Şair, yazar (12 Haziran 1943’te Eskişehir’de doğdu). Fatma Abla, Fatma Çelik, Heval Evindar imzalarıyla da yazdı.
İlkokula Eskişehir’de ikinci sınıftan başladı (1949), ilköğrenimini Kasımpaşa Kadı Mehmet İlkokulu’unda tamamladı (1953), 1956’da Kasımpaşa Karma Ortaokulu’nu bitirdi. İstanbul Kız Lisesi’nde öğrenimini yarıda bırakıp (1959), Taşkızak Tersanesi’nde ikmal ve muhasebe memuru oldu (1959-1964). Daha sonra 1965-1968’de Varlık Yayınevi’nde düzeltici olarak çalıştı. 1967’de öykücü Adnan Özyalçıner’le evlendi, Ayşe Bengi ile Ahmet Emre adında iki çocukları oldu. 1969-1975 yılları arasında Cumhuriyet ve Vatan gazetelerinde resim sergileri, ressamlar ve yazarlar ile ilgili yazılar, TRT’ye radyo oyunları yazdı. 1975’te Arkın Yayınevi’nin ansiklopedilerinde redaktör ve metin yazarı olarak görev aldı. Yapı Kredi Bankası Sanat Dünyası dergisi, Asa Ajansı, Gelişim Ansiklopedisi ve Görsel Yayınlar da emekli olana kadar (1983) çalıştığı kuruluşlar arasında. 1999 yılında kısa süre TYS genel sekreterliği yaptı. 1983’ten sonra serbest yazarlık yapan Sezer’in yazdığı yayınlar arasında, Varlık, Yeditepe, Hürriyet Gösteri, Yazko Edebiyat, Hürriyet gazetesi Avrupa baskısı, Cumhuriyet gazetesi Kitap Eki, Elele, Votre Beaute dergi ve gazeteleri bulunuyor.
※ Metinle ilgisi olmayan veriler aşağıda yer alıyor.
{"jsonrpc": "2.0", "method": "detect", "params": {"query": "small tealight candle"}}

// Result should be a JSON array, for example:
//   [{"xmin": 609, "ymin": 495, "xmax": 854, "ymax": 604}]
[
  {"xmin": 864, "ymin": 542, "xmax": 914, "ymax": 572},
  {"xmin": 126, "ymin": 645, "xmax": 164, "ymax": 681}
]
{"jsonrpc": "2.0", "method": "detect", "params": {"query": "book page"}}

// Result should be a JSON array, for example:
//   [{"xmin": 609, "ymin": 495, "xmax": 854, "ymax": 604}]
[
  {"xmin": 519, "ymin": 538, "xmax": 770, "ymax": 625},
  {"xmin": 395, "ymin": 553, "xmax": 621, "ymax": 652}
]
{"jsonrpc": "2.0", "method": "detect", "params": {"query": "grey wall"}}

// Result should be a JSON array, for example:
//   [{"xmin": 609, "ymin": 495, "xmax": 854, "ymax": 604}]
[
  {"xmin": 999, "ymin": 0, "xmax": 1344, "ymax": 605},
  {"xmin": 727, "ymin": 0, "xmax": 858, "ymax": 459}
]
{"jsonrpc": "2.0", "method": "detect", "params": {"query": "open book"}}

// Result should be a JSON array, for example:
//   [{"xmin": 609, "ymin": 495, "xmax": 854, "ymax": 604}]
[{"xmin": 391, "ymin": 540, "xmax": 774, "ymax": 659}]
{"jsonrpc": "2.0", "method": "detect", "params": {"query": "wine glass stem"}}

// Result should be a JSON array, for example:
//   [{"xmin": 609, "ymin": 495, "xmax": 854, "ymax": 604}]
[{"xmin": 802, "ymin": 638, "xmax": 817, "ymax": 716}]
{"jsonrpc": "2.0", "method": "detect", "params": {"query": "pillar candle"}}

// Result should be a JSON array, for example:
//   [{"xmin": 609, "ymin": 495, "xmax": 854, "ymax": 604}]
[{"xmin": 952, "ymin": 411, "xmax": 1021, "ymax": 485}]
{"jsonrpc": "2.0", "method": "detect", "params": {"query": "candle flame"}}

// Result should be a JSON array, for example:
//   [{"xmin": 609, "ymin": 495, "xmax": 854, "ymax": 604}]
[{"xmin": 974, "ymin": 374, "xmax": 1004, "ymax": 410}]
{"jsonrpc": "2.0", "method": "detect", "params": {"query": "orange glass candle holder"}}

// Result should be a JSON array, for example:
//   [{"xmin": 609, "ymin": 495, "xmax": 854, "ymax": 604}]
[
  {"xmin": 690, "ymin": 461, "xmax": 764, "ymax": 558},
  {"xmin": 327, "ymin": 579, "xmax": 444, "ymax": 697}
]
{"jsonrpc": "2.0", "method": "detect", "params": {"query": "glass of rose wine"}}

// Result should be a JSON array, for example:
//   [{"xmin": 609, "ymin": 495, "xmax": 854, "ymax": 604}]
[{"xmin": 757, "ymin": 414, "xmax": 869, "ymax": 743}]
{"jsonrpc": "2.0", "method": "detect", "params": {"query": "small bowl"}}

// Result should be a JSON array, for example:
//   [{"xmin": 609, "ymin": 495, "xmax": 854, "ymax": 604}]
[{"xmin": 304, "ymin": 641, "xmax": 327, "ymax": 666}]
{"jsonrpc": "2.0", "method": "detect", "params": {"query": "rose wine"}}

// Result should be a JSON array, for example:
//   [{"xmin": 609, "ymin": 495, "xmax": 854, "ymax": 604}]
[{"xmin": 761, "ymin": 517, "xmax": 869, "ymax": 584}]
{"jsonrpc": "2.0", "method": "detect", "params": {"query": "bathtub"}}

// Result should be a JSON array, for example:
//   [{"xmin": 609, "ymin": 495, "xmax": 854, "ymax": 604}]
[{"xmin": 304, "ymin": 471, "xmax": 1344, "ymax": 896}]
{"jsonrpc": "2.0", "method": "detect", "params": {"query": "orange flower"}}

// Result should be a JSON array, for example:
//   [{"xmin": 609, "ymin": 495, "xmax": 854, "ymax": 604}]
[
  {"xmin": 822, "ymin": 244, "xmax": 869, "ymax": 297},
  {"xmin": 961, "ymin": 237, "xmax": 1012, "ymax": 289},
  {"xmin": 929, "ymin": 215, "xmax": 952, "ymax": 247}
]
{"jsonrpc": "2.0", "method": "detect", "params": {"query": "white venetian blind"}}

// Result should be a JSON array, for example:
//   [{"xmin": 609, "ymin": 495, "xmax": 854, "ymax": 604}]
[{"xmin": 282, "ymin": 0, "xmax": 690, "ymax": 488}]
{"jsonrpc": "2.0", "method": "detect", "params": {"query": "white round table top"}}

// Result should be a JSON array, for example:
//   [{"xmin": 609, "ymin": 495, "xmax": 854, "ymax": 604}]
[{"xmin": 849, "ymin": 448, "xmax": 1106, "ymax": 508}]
Günümüzde ise çalışmalarını, Evrensel ve Cumhuriyet gazetesi ile Radikal Kitap, Varlık, Evrensel Kültür dergilerinde yayımlıyor. İlk şiiri Sanat Dünyası dergisinde 1958’de, ilk şiir kitabı Gecekondu, 1964’te yayımlandı. Doğan Hızlan, “Kimi yazarlar kadın duyarlığı sözünün üstüne basa basa yazılmasına karşıdırlar. Sezer onlardan değil, kadın duyarlığının, kargaşa içinde yaşayan bir toplumda kadın olmanın sorumluluğunun şiirini yazıyor” diye yazdı.
Mustafa Kara
O ‘Ses’i arayacağız
“bir ses arıyorum / yeni bir şiire başlamak için /.../ çünkü yüreklerimiz / acılarla şişe şişe nasırlaştı”.
Sözcüklerin “işçi kadını”nın arkasından ne söylenir ki? Nasıl söylenir?
Ne çok emek, ne çok eser, ne çok insan...
Ama şairliği en başta... Yok yok; işçiliğidir her şeyin üstünde olan. İlk gençlik yıllarında Haliç’in tersanelerindeki işçilik günleri... Koca bir ömür vazgeçmediği işçilik... Tersane işçiliği, ev işçiliği, sözcük işçiliği, insan işçiliği... Ne insana değmiştir eli, sözü...
Evet, kimileyin çok da sert; ama hep sevgiyle.
İşçilik günlerinde daktiloyla çoğaltılmış illegal Nâzım dizeleriyle tanıştığı işçi davası... Umut davası...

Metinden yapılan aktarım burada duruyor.